00:12:44 if you think about rectified linear units
00:12:47 or kind of rectifier type neural networks,
00:12:50 what do you get?
00:12:51 You get something that’s piecewise linear feedback control.
00:12:55 And if you look at the literature,
00:12:57 linear feedback control is extremely successful,
00:12:59 can solve many, many problems surprisingly well.
00:13:03 I remember, for example, when we did helicopter flight,
00:13:05 if you’re in a stationary flight regime,
00:13:07 not a non stationary, but a stationary flight regime
00:13:10 like hover, you can use linear feedback control
00:13:12 to stabilize a helicopter, very complex dynamical system,
00:13:15 but the controller is relatively simple.

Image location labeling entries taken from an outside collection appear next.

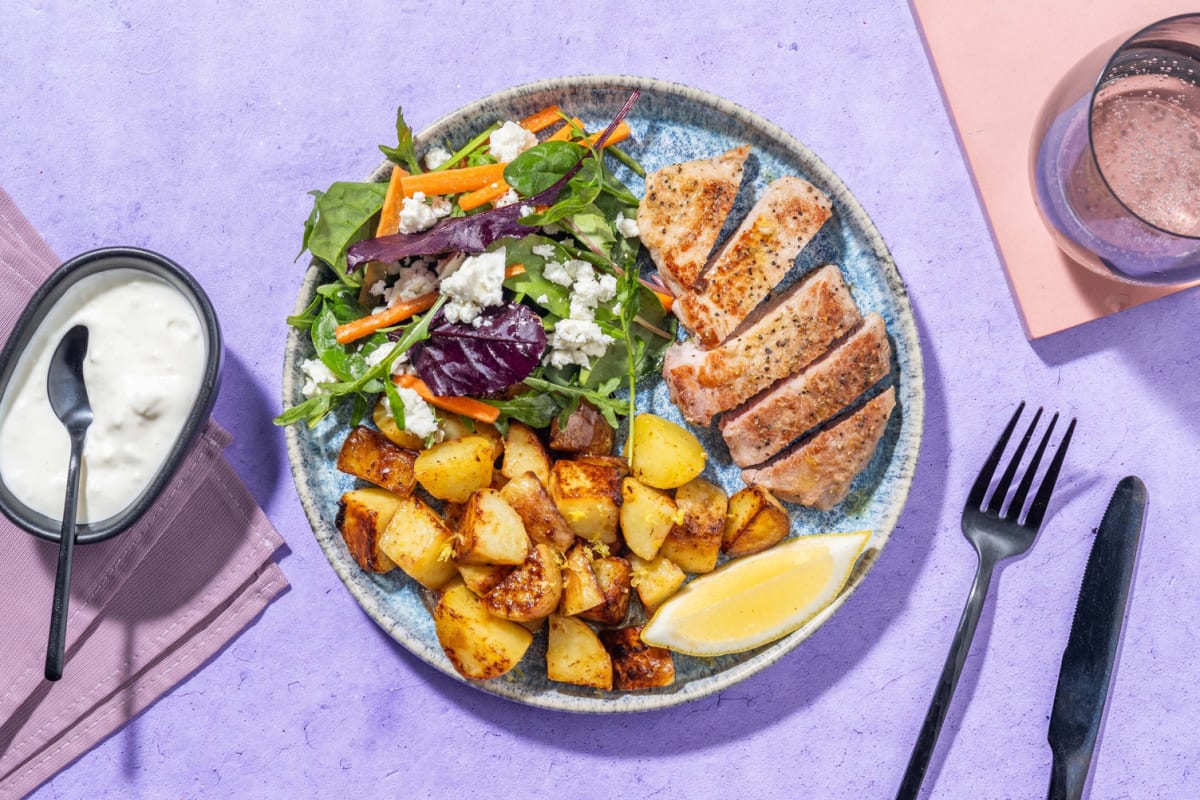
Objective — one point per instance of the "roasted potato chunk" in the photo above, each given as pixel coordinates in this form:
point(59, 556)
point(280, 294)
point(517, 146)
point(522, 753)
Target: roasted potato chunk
point(647, 516)
point(490, 531)
point(363, 516)
point(477, 643)
point(636, 665)
point(523, 452)
point(541, 518)
point(575, 654)
point(588, 497)
point(615, 578)
point(755, 522)
point(581, 590)
point(695, 541)
point(665, 455)
point(532, 590)
point(371, 456)
point(586, 432)
point(451, 470)
point(420, 543)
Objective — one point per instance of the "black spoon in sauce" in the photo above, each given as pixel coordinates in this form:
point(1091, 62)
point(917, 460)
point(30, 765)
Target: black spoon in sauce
point(69, 398)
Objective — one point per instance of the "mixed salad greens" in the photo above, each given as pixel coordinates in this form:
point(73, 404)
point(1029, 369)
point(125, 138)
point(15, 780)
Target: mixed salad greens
point(504, 289)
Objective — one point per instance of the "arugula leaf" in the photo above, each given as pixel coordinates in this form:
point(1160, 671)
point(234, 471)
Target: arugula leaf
point(403, 152)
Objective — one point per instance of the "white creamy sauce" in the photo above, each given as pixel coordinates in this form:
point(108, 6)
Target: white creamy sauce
point(145, 364)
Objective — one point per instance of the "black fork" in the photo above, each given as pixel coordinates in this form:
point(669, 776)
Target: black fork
point(996, 533)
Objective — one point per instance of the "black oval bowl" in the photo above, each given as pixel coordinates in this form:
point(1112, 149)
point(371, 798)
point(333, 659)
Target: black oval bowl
point(63, 278)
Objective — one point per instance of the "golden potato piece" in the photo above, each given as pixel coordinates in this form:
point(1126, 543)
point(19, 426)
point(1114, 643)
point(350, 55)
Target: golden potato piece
point(532, 590)
point(420, 543)
point(451, 470)
point(371, 456)
point(615, 578)
point(541, 517)
point(647, 516)
point(575, 654)
point(477, 643)
point(363, 516)
point(636, 665)
point(695, 541)
point(665, 455)
point(490, 531)
point(755, 522)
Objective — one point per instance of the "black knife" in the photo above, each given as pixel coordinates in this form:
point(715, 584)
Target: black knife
point(1092, 648)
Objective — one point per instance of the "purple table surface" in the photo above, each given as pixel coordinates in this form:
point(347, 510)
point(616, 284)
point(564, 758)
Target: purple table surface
point(198, 133)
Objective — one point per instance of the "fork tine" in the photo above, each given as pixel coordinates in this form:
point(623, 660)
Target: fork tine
point(1042, 499)
point(1018, 504)
point(997, 498)
point(979, 489)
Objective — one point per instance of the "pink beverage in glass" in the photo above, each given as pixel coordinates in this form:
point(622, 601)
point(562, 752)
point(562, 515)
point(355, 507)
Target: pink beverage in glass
point(1115, 161)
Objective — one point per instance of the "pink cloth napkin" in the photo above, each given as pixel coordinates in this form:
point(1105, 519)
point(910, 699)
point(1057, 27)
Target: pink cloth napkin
point(148, 607)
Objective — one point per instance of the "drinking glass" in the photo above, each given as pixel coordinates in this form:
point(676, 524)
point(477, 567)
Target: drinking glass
point(1115, 157)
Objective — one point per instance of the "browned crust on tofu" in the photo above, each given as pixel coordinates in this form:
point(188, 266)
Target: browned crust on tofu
point(819, 473)
point(795, 405)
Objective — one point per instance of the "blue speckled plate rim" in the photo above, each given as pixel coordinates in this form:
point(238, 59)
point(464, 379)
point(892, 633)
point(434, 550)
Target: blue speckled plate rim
point(901, 468)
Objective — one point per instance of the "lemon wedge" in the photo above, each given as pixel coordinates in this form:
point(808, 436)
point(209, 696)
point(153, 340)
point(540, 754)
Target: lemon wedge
point(755, 600)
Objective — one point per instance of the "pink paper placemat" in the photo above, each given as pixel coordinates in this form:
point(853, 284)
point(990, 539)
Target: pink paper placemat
point(997, 62)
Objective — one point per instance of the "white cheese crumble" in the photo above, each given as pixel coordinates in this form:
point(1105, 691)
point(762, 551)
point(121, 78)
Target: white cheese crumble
point(510, 140)
point(474, 286)
point(317, 377)
point(627, 227)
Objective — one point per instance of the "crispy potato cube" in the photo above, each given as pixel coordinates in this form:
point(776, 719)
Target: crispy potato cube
point(655, 579)
point(586, 432)
point(483, 578)
point(419, 543)
point(532, 590)
point(371, 456)
point(490, 531)
point(615, 578)
point(575, 654)
point(647, 516)
point(636, 665)
point(581, 590)
point(695, 542)
point(541, 518)
point(478, 644)
point(665, 455)
point(523, 452)
point(588, 497)
point(363, 516)
point(755, 522)
point(388, 427)
point(451, 470)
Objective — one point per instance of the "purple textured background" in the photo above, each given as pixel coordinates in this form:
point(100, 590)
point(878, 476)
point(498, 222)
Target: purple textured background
point(199, 132)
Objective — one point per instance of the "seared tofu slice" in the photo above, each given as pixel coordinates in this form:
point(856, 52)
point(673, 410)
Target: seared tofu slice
point(786, 336)
point(755, 259)
point(819, 473)
point(795, 405)
point(683, 211)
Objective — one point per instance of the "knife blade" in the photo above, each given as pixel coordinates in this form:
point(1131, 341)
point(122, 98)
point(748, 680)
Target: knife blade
point(1091, 650)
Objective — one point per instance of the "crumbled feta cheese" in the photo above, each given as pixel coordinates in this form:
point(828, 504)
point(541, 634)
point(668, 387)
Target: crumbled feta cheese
point(474, 286)
point(510, 140)
point(436, 157)
point(575, 341)
point(627, 227)
point(317, 377)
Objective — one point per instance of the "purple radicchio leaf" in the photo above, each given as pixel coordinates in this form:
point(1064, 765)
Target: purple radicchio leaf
point(475, 233)
point(460, 359)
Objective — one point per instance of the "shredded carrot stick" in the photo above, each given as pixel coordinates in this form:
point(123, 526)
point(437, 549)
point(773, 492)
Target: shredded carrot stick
point(490, 193)
point(468, 407)
point(543, 119)
point(453, 181)
point(391, 316)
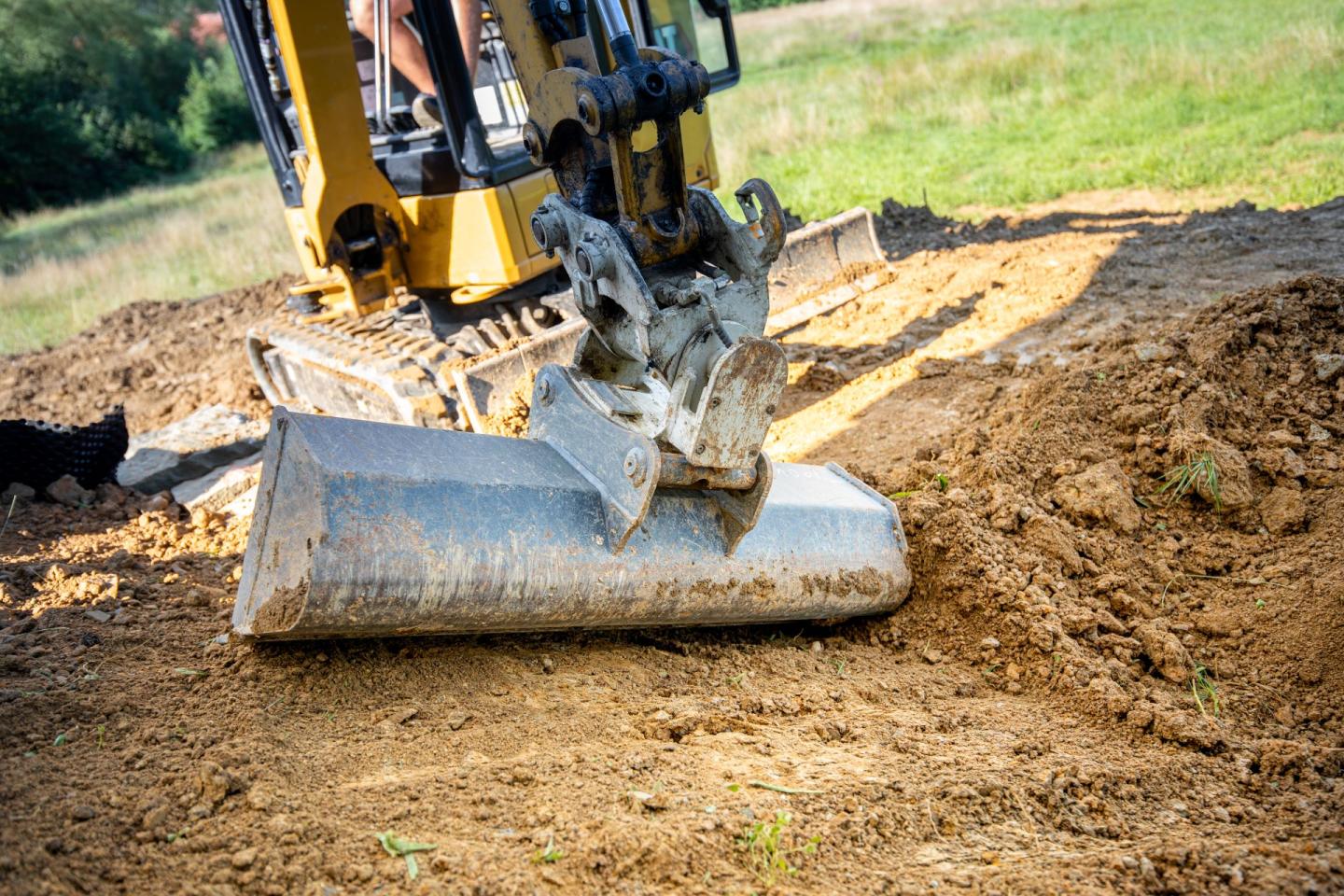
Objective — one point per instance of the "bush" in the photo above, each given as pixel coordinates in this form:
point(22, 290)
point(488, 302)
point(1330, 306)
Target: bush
point(89, 97)
point(214, 112)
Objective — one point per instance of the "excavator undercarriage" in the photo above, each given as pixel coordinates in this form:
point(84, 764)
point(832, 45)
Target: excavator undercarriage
point(640, 495)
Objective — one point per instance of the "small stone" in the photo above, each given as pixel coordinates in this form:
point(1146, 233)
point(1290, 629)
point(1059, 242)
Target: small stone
point(17, 492)
point(155, 817)
point(1101, 493)
point(202, 517)
point(1154, 352)
point(1282, 511)
point(69, 492)
point(1328, 366)
point(1166, 651)
point(402, 716)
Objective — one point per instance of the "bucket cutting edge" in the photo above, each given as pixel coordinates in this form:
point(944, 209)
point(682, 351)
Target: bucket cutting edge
point(382, 529)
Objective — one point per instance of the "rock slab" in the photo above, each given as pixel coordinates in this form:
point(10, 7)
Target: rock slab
point(189, 449)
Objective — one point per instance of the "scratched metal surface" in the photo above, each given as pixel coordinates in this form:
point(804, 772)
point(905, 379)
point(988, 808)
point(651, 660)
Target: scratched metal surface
point(371, 528)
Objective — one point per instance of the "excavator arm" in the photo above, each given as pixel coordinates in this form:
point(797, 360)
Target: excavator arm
point(641, 495)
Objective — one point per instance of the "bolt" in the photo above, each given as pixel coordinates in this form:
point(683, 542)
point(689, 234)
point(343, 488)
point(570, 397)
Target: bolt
point(635, 465)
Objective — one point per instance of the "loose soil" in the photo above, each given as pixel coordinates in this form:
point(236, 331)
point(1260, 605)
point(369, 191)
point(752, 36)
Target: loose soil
point(1094, 687)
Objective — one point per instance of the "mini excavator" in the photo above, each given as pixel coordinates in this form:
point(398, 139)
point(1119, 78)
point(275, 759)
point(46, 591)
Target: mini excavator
point(554, 219)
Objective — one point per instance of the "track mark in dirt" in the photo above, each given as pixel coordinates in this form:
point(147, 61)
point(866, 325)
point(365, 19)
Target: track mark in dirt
point(1025, 724)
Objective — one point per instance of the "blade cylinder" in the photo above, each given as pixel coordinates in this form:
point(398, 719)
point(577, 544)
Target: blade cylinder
point(375, 529)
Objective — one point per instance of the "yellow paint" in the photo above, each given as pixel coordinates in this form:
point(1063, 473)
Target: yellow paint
point(473, 244)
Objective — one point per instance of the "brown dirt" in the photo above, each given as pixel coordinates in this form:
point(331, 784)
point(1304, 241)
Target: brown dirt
point(1025, 723)
point(161, 360)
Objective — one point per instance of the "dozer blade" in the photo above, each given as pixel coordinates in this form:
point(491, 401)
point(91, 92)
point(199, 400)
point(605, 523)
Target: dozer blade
point(364, 370)
point(381, 529)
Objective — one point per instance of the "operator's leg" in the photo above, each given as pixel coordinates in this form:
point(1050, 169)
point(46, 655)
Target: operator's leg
point(408, 54)
point(468, 14)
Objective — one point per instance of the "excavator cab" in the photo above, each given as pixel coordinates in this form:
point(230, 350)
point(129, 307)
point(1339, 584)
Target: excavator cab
point(414, 242)
point(558, 230)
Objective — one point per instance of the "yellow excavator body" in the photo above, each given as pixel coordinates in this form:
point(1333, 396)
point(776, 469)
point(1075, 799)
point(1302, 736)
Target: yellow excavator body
point(543, 219)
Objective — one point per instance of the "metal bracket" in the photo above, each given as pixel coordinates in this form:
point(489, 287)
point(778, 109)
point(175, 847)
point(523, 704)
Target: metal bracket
point(742, 510)
point(622, 464)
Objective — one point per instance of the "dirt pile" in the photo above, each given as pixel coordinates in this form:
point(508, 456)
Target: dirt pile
point(1167, 517)
point(1026, 723)
point(161, 360)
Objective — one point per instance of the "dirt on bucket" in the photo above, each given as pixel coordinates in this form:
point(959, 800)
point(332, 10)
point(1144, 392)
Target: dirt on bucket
point(1114, 438)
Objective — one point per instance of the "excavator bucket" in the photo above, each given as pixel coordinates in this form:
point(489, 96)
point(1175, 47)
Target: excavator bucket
point(369, 528)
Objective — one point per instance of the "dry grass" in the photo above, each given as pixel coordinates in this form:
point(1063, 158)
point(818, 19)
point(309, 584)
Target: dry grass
point(61, 271)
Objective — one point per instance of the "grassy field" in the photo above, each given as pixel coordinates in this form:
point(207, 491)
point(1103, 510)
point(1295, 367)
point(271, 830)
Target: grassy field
point(217, 229)
point(1004, 104)
point(843, 103)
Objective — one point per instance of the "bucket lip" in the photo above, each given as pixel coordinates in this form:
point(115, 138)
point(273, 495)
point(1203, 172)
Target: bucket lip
point(876, 496)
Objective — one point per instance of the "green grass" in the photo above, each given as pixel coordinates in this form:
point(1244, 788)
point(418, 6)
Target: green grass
point(213, 230)
point(1199, 474)
point(973, 104)
point(1005, 104)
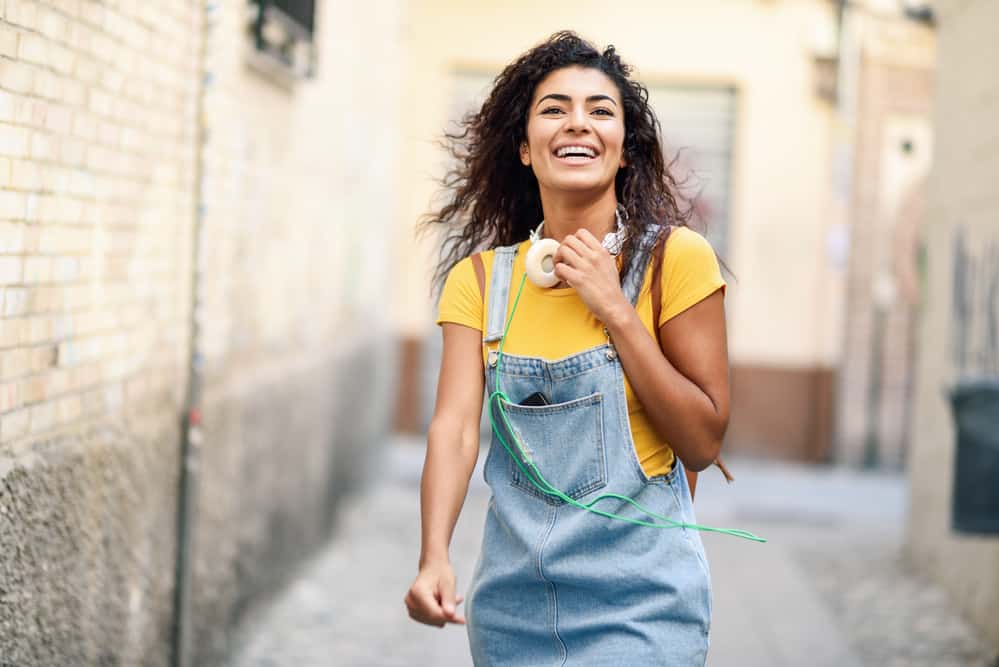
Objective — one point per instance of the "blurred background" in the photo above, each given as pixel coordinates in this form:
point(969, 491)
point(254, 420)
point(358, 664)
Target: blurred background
point(218, 356)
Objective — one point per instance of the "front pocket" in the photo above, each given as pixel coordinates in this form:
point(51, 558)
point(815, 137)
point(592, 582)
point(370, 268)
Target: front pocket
point(565, 442)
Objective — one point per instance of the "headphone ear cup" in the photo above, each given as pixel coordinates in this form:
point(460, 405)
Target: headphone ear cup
point(540, 262)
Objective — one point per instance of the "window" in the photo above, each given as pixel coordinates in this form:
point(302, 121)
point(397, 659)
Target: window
point(282, 32)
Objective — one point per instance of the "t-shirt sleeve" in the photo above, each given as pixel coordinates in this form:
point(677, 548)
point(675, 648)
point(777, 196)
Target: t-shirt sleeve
point(460, 301)
point(690, 273)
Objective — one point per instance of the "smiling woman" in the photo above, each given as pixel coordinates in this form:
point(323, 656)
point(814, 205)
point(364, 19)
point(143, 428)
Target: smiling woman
point(609, 382)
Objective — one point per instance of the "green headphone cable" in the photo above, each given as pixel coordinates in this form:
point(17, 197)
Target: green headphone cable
point(537, 479)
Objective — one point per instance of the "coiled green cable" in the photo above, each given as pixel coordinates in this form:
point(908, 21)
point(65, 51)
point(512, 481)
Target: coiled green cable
point(538, 480)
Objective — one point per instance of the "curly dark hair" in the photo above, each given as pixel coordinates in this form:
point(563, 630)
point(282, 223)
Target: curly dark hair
point(493, 200)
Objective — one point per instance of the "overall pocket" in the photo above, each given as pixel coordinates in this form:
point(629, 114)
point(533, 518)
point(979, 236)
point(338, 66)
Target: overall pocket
point(564, 441)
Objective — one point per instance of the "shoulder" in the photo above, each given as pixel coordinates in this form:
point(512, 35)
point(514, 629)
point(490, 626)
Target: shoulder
point(685, 245)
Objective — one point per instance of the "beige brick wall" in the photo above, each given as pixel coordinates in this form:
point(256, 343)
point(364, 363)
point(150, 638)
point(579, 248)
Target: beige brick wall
point(96, 168)
point(99, 164)
point(963, 202)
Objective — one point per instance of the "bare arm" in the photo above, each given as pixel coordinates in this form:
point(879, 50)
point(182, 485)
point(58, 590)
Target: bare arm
point(452, 449)
point(684, 386)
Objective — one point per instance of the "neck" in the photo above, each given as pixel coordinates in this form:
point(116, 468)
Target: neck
point(564, 216)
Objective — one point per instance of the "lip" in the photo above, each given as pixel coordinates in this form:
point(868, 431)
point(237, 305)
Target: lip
point(584, 144)
point(575, 162)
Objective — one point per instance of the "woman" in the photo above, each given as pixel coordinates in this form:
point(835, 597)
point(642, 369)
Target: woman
point(598, 405)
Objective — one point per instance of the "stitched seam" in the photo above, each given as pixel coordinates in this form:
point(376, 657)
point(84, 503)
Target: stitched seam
point(553, 599)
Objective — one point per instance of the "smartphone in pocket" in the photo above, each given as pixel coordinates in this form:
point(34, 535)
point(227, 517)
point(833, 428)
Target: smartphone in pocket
point(537, 398)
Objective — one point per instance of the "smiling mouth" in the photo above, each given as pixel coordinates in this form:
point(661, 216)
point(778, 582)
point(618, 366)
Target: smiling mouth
point(576, 154)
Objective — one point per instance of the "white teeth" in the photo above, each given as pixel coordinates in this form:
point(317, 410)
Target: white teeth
point(566, 150)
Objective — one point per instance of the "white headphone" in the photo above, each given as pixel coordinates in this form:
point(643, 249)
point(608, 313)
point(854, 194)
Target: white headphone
point(540, 260)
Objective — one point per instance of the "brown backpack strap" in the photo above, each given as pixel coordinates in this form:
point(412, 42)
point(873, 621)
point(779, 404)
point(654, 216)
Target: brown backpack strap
point(657, 306)
point(480, 274)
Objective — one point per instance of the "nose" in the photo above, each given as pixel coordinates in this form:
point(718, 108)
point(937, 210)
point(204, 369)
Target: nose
point(577, 120)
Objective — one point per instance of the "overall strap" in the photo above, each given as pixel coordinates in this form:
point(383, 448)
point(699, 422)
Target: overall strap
point(631, 284)
point(499, 292)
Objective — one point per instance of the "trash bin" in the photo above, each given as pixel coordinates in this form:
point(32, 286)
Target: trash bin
point(975, 405)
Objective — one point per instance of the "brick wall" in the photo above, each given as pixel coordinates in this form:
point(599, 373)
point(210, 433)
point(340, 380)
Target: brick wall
point(96, 166)
point(99, 164)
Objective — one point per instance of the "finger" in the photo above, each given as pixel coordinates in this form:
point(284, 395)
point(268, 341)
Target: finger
point(565, 272)
point(455, 617)
point(567, 255)
point(447, 596)
point(423, 607)
point(588, 239)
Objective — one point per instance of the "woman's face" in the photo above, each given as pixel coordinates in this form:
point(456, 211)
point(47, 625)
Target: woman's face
point(575, 131)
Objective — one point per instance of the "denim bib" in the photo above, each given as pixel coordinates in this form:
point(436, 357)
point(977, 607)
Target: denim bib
point(556, 585)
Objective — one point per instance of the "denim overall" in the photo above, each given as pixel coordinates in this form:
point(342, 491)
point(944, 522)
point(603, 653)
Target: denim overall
point(555, 584)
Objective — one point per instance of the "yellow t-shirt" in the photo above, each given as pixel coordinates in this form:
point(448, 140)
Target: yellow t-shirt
point(690, 273)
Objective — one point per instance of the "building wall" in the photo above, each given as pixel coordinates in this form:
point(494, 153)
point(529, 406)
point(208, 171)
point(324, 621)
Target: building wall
point(779, 219)
point(962, 220)
point(99, 193)
point(96, 172)
point(894, 93)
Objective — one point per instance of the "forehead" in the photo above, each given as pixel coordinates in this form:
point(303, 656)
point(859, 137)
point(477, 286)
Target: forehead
point(577, 82)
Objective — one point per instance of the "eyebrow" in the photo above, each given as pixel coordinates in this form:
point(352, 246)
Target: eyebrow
point(561, 97)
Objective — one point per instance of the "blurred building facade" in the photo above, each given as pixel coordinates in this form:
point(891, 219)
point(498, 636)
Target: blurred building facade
point(886, 76)
point(178, 205)
point(750, 94)
point(960, 316)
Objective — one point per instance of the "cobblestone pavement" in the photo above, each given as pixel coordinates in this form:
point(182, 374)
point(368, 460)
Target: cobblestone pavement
point(829, 588)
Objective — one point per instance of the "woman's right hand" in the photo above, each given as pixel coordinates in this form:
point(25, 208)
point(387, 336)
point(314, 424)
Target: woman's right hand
point(431, 599)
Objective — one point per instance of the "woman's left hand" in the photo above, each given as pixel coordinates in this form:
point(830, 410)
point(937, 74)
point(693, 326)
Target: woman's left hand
point(583, 263)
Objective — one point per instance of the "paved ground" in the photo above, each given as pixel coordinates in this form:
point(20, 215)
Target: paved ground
point(829, 588)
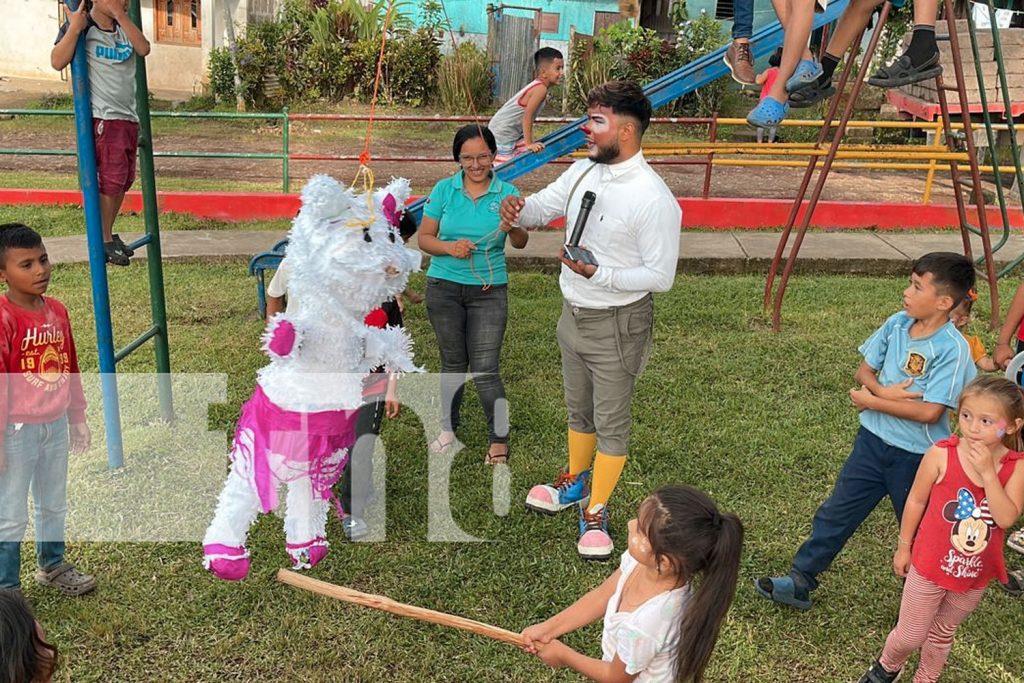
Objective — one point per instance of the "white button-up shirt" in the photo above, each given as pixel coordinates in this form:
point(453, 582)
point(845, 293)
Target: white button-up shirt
point(633, 229)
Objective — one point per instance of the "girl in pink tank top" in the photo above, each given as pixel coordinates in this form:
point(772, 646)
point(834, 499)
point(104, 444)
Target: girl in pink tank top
point(968, 491)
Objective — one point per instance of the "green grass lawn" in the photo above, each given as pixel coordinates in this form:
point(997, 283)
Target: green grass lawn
point(761, 421)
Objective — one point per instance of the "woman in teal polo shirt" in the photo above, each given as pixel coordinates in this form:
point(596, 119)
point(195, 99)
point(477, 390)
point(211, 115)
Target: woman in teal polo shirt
point(467, 284)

00:13:18 And so I think that’s a big part of it is that
00:13:20 if you do feedback control, even though the system
00:13:23 you control can be very, very complex,
00:13:25 often relatively simple control architectures
00:13:28 can already do a lot.
00:13:30 But then also just linear is not good enough.
00:13:32 And so one way you can think of these neural networks
00:13:35 is that sometimes they tile the space,
00:13:37 which people were already trying to do more by hand
00:13:39 or with finite state machines,
00:13:41 say this linear controller here,
00:13:42 this linear controller here.
00:13:43 Neural network learns to tile the space
00:13:45 and say linear controller here,
00:13:46 another linear controller here,
00:13:48 but it’s more subtle than that.
00:13:50 And so it’s benefiting from this linear control aspect,
00:13:52 it’s benefiting from the tiling,
00:13:53 but it’s somehow tiling it one dimension at a time.
00:13:57 Because if let’s say you have a two layer network,
00:13:59 if in that hidden layer, you make a transition
00:14:03 from active to inactive or the other way around,
00:14:06 that is essentially one axis, but not axis aligned,
00:14:09 but one direction that you change.
00:14:12 And so you have this kind of very gradual tiling
00:14:14 of the space where you have a lot of sharing
00:14:16 between the linear controllers that tile the space.
00:14:19 And that was always my intuition as to why
00:14:21 to expect that this might work pretty well.
00:14:24 It’s essentially leveraging the fact
00:14:26 that linear feedback control is so good,
00:14:28 but of course not enough.
00:14:29 And this is a gradual tiling of the space
00:14:31 with linear feedback controls
00:14:33 that share a lot of expertise across them.
00:14:36 So that’s really nice intuition,
00:14:39 but do you think that scales to the more
00:14:41 and more general problems of when you start going up
00:14:44 the number of dimensions when you start
00:14:49 going down in terms of how often
00:14:52 you get a clean reward signal?
00:14:55 Does that intuition carry forward to those crazier,
00:14:58 weirder worlds that we think of as the real world?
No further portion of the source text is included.